Address: 53, Market Street, Chorley
|The Waterloo Tavern on Market Street 1900's|
The Waterloo Tavern was one of Chorley's oldest taverns before it was demolished in the late 1900's to make way for new town centre development, which took the form of the Halifax Building Society. It first appeared in directories as early as 1793 and in the early 1800's was in the hands of the Catterall family, who owned and ran the Leicester Mill Quarries up at Anglezarke near Rivington (now a venue for serious rock climbers). During this time it was also known as "The Ship" on some directory records.

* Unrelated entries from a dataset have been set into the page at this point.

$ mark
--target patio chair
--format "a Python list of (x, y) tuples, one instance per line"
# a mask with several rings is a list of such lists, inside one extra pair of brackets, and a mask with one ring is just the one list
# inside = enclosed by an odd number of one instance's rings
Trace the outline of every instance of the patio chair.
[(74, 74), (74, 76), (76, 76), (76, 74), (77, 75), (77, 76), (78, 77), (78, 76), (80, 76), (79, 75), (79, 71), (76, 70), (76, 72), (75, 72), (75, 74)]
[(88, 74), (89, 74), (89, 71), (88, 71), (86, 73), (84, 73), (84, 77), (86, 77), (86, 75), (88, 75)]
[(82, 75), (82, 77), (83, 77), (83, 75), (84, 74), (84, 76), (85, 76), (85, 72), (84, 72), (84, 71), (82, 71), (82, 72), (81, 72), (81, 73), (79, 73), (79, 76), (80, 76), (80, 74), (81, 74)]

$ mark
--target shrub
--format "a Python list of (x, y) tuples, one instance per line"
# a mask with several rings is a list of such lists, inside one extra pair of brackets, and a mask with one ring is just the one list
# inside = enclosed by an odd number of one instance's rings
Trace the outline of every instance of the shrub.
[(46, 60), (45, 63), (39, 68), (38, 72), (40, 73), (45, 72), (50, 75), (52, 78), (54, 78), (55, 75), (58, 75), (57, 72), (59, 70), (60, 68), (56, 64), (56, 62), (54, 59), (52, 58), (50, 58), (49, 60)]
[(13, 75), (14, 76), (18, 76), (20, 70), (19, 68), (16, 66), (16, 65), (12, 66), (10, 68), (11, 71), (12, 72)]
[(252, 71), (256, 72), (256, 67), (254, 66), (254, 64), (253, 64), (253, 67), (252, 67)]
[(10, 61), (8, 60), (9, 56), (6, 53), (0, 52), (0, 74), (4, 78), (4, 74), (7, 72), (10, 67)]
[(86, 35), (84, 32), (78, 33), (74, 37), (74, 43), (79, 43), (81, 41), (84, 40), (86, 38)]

|Preston Chronicle 17 November 1849|
Alice Catterall died in 1849 after being at the Waterloo for at least 25 years but even when Henry Brierley was the landlord in 1861 his wife was Ann Catterall so at what stage the family parted hands with the tavern is not clear.
|Manchester Courier and Lancashire General Advertiser 05 September 1829|
In the late 1800's and early 1900's it was owned by Matthew Brown's brewery in Blackburn serving their famous Lion Ales.
|Blackburn Standard 30 October 1875|
|Blackburn Standard 19 December 1896|
James Wilding was running the Waterloo in 1896 having previously been behind the bar at the Brooke's Arms aka White House on Brooke Street. By 1901 his son William Henry Wilding was running the Waterloo.